Editor’s note: This commentary is by Frank Cioffi and Seth Bowden, president and vice president, respectively, of GBIC (Greater Burlington Industrial Corp.)
[I]n the aftermath of Hurricane Irene, we awoke to a Vermont we could hardly recognize. Our infrastructure was washed away, our homes rotted, and our communities fractured. We saw the devastation in every corner of the state. We saw families broken. And we chose to do something about it.
Every day in Vermont, we are waking up to the same disaster. It is the aftermath of poverty, addiction, joblessness and incarceration. Because we have been able to drive past it, or to lock it away, or to not talk about it, we have been derelict in our duty to come together and do something to fix the creeping destruction of our communities and in our families.
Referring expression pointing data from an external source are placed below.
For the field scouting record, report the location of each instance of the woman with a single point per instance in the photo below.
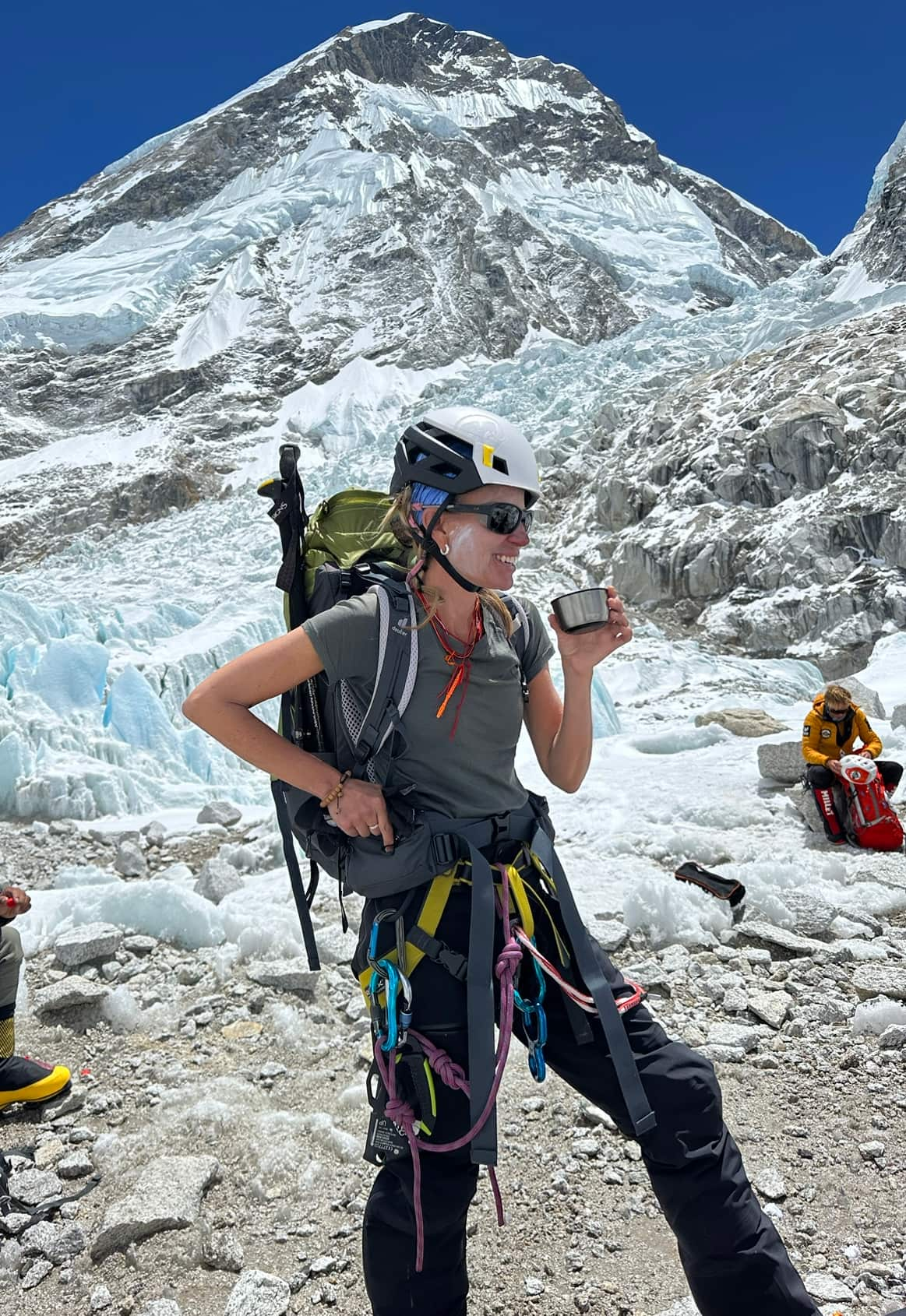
(465, 482)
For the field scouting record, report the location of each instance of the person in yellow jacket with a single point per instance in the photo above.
(833, 730)
(21, 1078)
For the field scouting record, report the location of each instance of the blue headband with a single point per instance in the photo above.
(427, 494)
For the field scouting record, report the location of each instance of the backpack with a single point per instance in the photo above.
(343, 551)
(872, 822)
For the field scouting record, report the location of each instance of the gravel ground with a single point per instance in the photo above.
(245, 1102)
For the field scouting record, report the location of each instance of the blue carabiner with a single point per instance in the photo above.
(535, 1022)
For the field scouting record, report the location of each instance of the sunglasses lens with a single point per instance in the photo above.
(502, 518)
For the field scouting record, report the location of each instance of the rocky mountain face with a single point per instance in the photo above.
(765, 501)
(879, 242)
(406, 194)
(412, 203)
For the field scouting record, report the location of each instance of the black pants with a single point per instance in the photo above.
(822, 782)
(734, 1258)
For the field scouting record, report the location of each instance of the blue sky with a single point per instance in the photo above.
(791, 104)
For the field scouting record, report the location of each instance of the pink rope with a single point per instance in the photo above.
(453, 1075)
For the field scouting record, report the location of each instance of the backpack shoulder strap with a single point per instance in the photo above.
(519, 637)
(397, 667)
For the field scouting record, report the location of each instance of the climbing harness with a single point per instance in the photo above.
(407, 1116)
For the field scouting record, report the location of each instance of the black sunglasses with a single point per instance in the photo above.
(502, 518)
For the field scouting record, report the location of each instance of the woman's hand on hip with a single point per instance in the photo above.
(583, 653)
(361, 810)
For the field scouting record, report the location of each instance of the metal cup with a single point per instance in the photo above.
(583, 610)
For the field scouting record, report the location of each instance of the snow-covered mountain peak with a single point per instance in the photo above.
(876, 249)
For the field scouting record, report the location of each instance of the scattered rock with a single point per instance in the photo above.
(284, 974)
(131, 861)
(812, 917)
(770, 1007)
(167, 1197)
(139, 944)
(780, 938)
(743, 721)
(221, 1251)
(880, 980)
(38, 1272)
(241, 1029)
(826, 1289)
(69, 993)
(259, 1294)
(868, 699)
(217, 879)
(87, 942)
(34, 1186)
(746, 1036)
(221, 812)
(781, 761)
(154, 833)
(770, 1184)
(76, 1165)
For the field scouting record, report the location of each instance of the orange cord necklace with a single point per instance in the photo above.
(460, 661)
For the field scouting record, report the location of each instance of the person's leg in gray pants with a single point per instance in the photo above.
(21, 1078)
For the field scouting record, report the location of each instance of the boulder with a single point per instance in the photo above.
(284, 974)
(217, 879)
(221, 812)
(259, 1294)
(812, 917)
(781, 761)
(129, 860)
(68, 994)
(868, 699)
(166, 1197)
(780, 938)
(770, 1007)
(880, 980)
(90, 941)
(743, 721)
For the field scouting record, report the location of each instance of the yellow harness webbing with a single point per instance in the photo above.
(522, 896)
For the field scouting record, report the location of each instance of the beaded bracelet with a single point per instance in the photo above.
(336, 793)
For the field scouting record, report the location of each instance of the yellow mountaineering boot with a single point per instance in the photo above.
(24, 1079)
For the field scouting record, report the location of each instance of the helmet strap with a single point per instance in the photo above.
(429, 547)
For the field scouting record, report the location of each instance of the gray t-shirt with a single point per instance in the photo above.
(472, 774)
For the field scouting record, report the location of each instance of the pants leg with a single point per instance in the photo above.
(448, 1180)
(11, 959)
(822, 781)
(448, 1186)
(735, 1261)
(734, 1258)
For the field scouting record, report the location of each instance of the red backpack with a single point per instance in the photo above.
(872, 820)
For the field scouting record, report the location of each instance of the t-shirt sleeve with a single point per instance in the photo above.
(345, 639)
(539, 648)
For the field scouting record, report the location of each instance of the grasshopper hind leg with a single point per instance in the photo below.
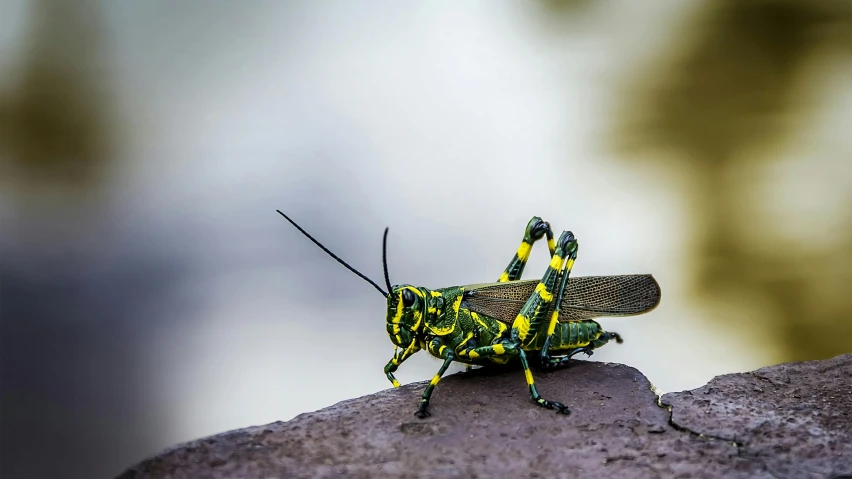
(552, 362)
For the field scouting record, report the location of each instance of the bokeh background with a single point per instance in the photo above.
(151, 295)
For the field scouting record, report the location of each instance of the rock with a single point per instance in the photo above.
(795, 417)
(792, 420)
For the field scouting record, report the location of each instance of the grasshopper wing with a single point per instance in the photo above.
(586, 297)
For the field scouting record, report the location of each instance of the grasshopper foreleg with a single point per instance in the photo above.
(399, 356)
(437, 349)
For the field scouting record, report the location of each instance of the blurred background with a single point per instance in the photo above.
(151, 295)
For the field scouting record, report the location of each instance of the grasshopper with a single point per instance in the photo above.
(508, 321)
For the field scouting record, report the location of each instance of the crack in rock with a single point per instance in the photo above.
(483, 423)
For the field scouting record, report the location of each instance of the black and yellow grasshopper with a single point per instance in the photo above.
(503, 322)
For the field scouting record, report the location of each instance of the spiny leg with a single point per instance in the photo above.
(571, 253)
(529, 322)
(534, 395)
(536, 229)
(603, 337)
(448, 356)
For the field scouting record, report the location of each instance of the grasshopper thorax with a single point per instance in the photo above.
(407, 306)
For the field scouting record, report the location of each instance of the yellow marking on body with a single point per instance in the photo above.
(553, 320)
(542, 291)
(443, 331)
(479, 320)
(556, 262)
(398, 316)
(415, 291)
(524, 251)
(418, 315)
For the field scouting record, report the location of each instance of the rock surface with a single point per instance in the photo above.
(791, 420)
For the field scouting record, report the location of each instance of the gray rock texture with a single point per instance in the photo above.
(791, 420)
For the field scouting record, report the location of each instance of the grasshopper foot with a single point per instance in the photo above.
(560, 408)
(536, 229)
(422, 413)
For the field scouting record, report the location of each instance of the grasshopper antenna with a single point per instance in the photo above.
(385, 259)
(335, 256)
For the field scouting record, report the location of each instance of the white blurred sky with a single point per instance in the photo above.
(451, 123)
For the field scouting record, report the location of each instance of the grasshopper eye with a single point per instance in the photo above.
(407, 297)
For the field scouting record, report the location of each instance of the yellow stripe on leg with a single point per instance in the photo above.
(542, 291)
(556, 262)
(522, 323)
(528, 374)
(524, 251)
(553, 320)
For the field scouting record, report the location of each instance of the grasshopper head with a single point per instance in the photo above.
(405, 314)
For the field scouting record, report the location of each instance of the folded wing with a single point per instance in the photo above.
(586, 297)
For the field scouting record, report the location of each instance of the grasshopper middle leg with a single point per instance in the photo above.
(536, 229)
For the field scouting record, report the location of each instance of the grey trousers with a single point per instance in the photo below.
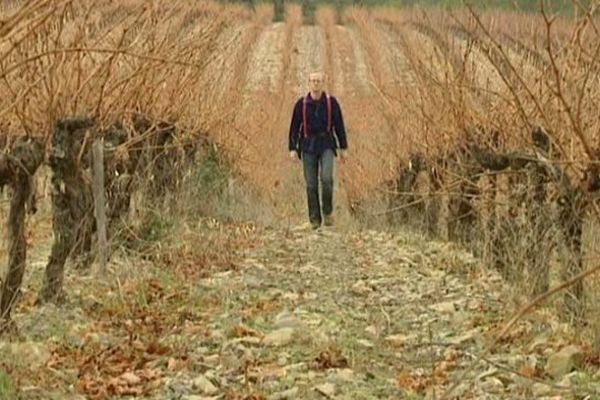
(316, 166)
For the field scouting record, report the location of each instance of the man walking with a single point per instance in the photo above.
(316, 124)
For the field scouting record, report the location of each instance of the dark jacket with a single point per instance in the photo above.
(318, 138)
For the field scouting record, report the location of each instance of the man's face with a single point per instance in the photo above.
(315, 82)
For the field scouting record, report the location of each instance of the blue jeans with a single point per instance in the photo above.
(313, 164)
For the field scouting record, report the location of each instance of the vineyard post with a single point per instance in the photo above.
(100, 201)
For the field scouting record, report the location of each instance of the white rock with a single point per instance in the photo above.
(564, 361)
(446, 307)
(204, 385)
(286, 394)
(279, 337)
(345, 375)
(327, 389)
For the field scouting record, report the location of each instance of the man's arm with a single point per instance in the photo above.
(295, 126)
(338, 124)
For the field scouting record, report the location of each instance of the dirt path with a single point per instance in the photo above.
(354, 315)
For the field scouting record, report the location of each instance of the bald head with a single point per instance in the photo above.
(316, 81)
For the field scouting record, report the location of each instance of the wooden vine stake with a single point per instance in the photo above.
(100, 201)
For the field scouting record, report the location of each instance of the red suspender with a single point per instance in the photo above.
(305, 116)
(328, 113)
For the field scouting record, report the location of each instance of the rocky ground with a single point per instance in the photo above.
(301, 314)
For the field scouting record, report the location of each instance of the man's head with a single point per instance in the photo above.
(316, 81)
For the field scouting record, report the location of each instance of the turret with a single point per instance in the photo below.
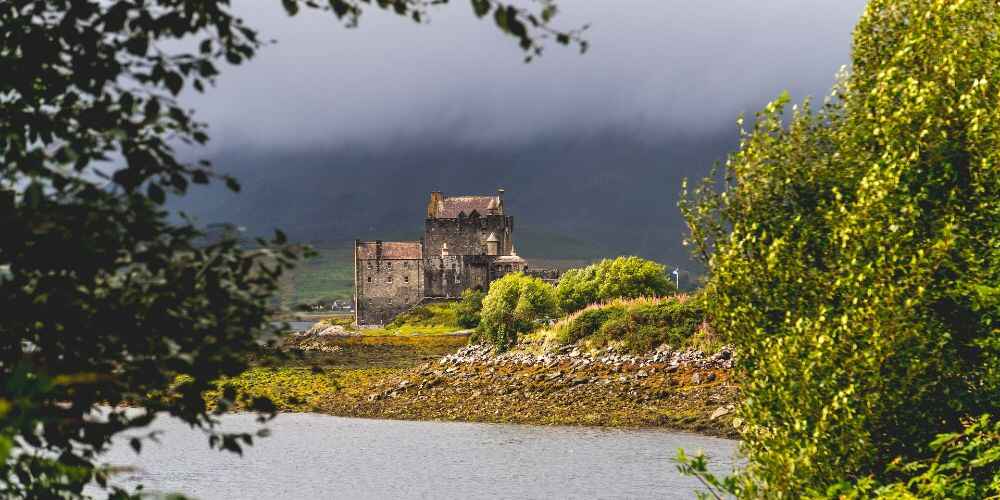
(432, 206)
(492, 245)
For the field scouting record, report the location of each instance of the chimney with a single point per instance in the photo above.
(432, 205)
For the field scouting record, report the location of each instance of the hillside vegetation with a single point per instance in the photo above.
(636, 325)
(854, 257)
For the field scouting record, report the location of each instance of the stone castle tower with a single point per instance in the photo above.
(467, 244)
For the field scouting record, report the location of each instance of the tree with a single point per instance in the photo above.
(106, 298)
(513, 306)
(854, 256)
(622, 277)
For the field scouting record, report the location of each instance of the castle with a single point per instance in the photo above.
(467, 244)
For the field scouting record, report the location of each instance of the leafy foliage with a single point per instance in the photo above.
(107, 299)
(854, 255)
(622, 277)
(470, 308)
(513, 306)
(635, 325)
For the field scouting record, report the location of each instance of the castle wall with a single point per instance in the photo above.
(449, 276)
(387, 283)
(467, 235)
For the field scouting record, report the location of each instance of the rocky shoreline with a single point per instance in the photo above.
(683, 390)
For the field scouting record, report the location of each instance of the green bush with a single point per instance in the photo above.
(513, 306)
(469, 308)
(622, 277)
(853, 253)
(637, 325)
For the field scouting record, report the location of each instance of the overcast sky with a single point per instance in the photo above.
(661, 75)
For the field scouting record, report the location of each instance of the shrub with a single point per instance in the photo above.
(637, 325)
(470, 307)
(513, 306)
(852, 252)
(622, 277)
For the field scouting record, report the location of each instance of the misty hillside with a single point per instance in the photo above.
(579, 197)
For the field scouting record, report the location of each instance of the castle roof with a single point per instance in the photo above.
(449, 207)
(390, 249)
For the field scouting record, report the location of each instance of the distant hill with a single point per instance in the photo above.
(571, 197)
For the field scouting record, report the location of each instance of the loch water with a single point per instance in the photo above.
(318, 456)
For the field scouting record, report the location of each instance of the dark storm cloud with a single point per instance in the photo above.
(655, 67)
(338, 132)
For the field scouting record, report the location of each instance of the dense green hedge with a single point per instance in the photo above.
(636, 325)
(609, 279)
(513, 306)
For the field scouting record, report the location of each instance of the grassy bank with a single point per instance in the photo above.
(405, 377)
(435, 318)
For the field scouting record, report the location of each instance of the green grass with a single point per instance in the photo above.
(326, 277)
(289, 388)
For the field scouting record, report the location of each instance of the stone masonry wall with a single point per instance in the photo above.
(467, 236)
(386, 287)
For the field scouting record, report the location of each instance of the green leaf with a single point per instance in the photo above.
(174, 82)
(155, 193)
(481, 7)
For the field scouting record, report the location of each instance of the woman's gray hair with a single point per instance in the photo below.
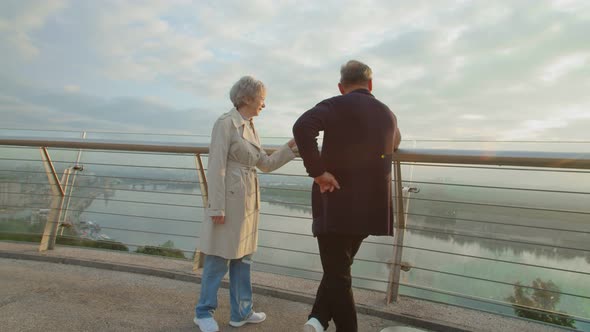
(245, 87)
(355, 72)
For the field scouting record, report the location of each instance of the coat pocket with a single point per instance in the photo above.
(234, 185)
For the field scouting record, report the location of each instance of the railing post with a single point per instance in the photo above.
(71, 186)
(398, 242)
(50, 231)
(199, 256)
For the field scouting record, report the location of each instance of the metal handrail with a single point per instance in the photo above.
(534, 161)
(471, 157)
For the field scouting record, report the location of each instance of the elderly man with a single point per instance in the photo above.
(351, 194)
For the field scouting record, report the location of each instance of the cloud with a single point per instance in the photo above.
(71, 88)
(512, 68)
(18, 19)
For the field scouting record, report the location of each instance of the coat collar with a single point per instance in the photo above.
(363, 91)
(247, 134)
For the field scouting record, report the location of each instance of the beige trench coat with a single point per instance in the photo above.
(234, 154)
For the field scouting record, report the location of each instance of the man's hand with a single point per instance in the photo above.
(218, 220)
(327, 182)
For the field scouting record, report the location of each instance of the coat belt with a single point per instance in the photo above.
(235, 164)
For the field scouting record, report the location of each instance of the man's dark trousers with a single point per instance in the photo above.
(334, 299)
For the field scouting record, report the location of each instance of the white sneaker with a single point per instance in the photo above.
(313, 325)
(207, 324)
(255, 318)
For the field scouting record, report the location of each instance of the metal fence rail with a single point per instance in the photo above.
(64, 190)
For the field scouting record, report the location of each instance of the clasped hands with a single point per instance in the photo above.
(327, 182)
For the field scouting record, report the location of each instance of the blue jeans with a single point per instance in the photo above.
(240, 288)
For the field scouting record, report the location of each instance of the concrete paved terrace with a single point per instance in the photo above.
(75, 289)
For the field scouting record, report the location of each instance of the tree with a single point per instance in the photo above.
(539, 302)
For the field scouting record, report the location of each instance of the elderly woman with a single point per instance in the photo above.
(230, 236)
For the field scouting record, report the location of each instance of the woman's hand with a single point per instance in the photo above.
(218, 220)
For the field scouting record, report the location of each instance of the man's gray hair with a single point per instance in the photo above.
(355, 72)
(245, 87)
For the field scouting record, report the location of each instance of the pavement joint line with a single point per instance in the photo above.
(414, 321)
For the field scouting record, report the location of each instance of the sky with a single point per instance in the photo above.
(490, 70)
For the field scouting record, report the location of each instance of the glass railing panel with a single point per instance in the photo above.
(484, 237)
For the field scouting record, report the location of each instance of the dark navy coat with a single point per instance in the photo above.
(357, 149)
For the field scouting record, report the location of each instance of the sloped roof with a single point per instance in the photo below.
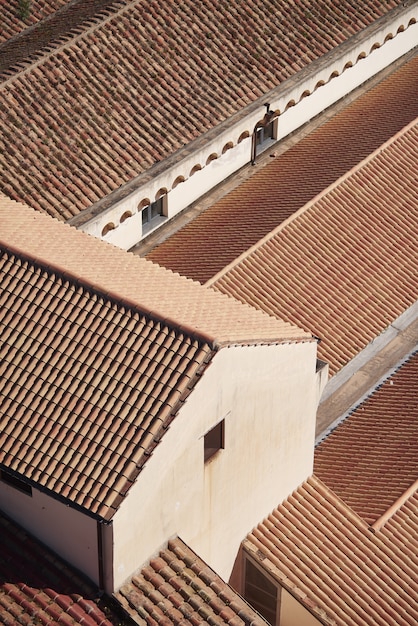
(371, 458)
(222, 232)
(127, 93)
(344, 266)
(177, 587)
(98, 348)
(11, 22)
(38, 587)
(327, 557)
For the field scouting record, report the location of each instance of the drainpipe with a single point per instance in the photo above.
(269, 116)
(105, 556)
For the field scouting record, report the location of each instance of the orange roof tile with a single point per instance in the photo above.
(12, 23)
(341, 571)
(178, 588)
(371, 458)
(114, 101)
(98, 349)
(344, 266)
(244, 216)
(38, 587)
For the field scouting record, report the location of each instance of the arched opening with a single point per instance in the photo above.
(160, 193)
(211, 157)
(178, 180)
(145, 202)
(195, 169)
(110, 226)
(125, 216)
(243, 136)
(227, 147)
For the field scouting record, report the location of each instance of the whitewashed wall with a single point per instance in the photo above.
(330, 80)
(267, 396)
(65, 530)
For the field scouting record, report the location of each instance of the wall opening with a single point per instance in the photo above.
(214, 440)
(261, 592)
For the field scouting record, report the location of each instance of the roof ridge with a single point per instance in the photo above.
(259, 244)
(44, 53)
(158, 293)
(114, 296)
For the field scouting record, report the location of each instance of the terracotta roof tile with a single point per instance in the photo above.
(345, 265)
(371, 458)
(330, 561)
(96, 106)
(36, 586)
(12, 24)
(177, 587)
(244, 216)
(114, 317)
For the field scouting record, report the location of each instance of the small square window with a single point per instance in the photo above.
(214, 440)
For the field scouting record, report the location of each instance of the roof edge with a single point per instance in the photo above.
(100, 290)
(212, 281)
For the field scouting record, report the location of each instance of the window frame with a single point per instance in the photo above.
(154, 213)
(267, 581)
(214, 441)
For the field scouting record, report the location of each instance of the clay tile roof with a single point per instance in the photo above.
(371, 458)
(327, 557)
(177, 587)
(13, 23)
(98, 349)
(127, 93)
(240, 219)
(38, 587)
(344, 266)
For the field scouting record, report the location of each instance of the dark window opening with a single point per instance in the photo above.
(265, 132)
(15, 482)
(153, 211)
(214, 440)
(260, 592)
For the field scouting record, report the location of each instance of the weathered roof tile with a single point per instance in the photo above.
(344, 266)
(372, 457)
(82, 98)
(202, 248)
(177, 587)
(113, 316)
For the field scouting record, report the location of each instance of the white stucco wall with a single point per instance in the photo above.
(267, 396)
(329, 81)
(67, 531)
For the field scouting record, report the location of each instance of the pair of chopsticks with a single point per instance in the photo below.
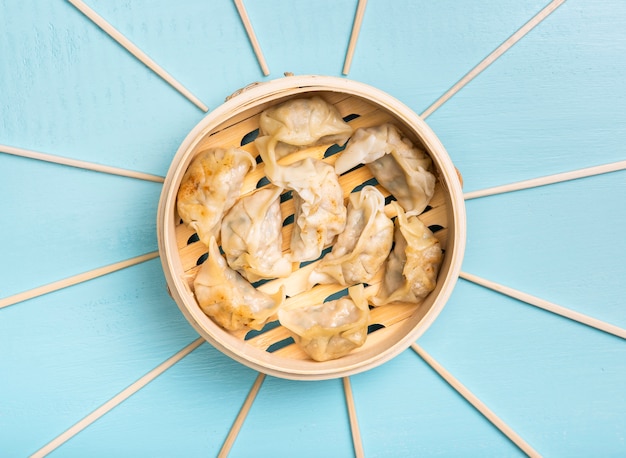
(356, 28)
(152, 65)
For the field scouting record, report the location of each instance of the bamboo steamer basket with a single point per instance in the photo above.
(393, 328)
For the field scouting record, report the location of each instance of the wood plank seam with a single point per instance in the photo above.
(136, 52)
(475, 402)
(116, 400)
(546, 305)
(241, 416)
(76, 279)
(494, 55)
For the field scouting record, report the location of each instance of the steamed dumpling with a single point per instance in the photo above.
(228, 299)
(304, 122)
(329, 330)
(399, 166)
(210, 187)
(320, 213)
(252, 236)
(412, 267)
(362, 248)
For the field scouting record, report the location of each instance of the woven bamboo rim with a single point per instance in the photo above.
(397, 326)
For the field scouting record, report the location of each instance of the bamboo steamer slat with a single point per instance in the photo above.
(395, 327)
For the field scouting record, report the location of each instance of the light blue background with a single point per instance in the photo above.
(555, 102)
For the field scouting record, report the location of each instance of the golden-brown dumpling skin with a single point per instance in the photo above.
(210, 186)
(329, 330)
(361, 249)
(412, 267)
(228, 298)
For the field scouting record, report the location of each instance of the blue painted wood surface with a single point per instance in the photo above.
(555, 102)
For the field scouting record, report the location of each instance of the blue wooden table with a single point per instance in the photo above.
(102, 363)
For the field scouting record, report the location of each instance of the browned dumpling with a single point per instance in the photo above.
(228, 298)
(363, 246)
(412, 267)
(210, 186)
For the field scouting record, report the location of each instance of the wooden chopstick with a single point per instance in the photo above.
(354, 424)
(135, 51)
(79, 164)
(243, 14)
(476, 402)
(241, 417)
(546, 180)
(548, 306)
(356, 28)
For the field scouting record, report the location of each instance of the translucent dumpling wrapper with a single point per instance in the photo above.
(320, 213)
(412, 267)
(252, 236)
(329, 330)
(304, 122)
(228, 298)
(210, 187)
(361, 249)
(399, 166)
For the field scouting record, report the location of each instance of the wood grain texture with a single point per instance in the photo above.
(552, 103)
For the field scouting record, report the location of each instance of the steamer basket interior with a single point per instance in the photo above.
(392, 327)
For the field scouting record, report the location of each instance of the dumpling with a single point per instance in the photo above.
(252, 236)
(228, 299)
(329, 330)
(412, 267)
(361, 249)
(210, 186)
(320, 213)
(304, 122)
(366, 145)
(399, 166)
We are faced with losing a generation if we do not take broad and immediate corrective action.
Joblessness and economic dislocation go hand in hand with failed education strategies and low socioeconomic outcomes. And it’s not that jobs don’t exist, it’s that we haven’t created a workforce who can meaningfully participate.
This is our daily failing infrastructure: the human loss of opportunity and potential. And we need to come together as a state to solve it.
Key employers throughout the state have sounded the alarm; they are struggling to meet their workforce needs. Moreover, they are concerned this is a growing problem and some have expressed a reluctance to grow their businesses here with this known constraint. In many cases these employers are close to writing off Vermont. If and when they do, they won’t broadcast it. They will simply make internal decisions to shift operations and we will learn what they have done when it is too late.
Every year 40 percent of Vermont high school seniors go on to no further education. Three thousand young Vermonters. They are our children, they are our community, they are our potential. Vermont owns them, and they own us. Some find opportunities through skills they have learned, but too many are forced to accept a life of economic hardship. A life of not being able to provide for themselves, let alone a family, disproportionately suffering from lack of care or from addiction. And far too often single mothers and children face additional challenges.
This is our daily failing infrastructure: the human loss of opportunity and potential. And we need to come together as a state to solve it.
Despite these challenges, at GBIC we remain optimistic. Vermont is a small state, and it provides us opportunities to make effective and meaningful change. If our state’s community leaders and policy decision makers understand the situation and the stakes of a disaster, Vermont is capable of working together to find a solution.
The issues are big, but we feel that there are concrete steps that Vermont can take that will move the state in the right direction. We’ve outlined the challenge, and next month we’ll examine actions that can help to shift the curve.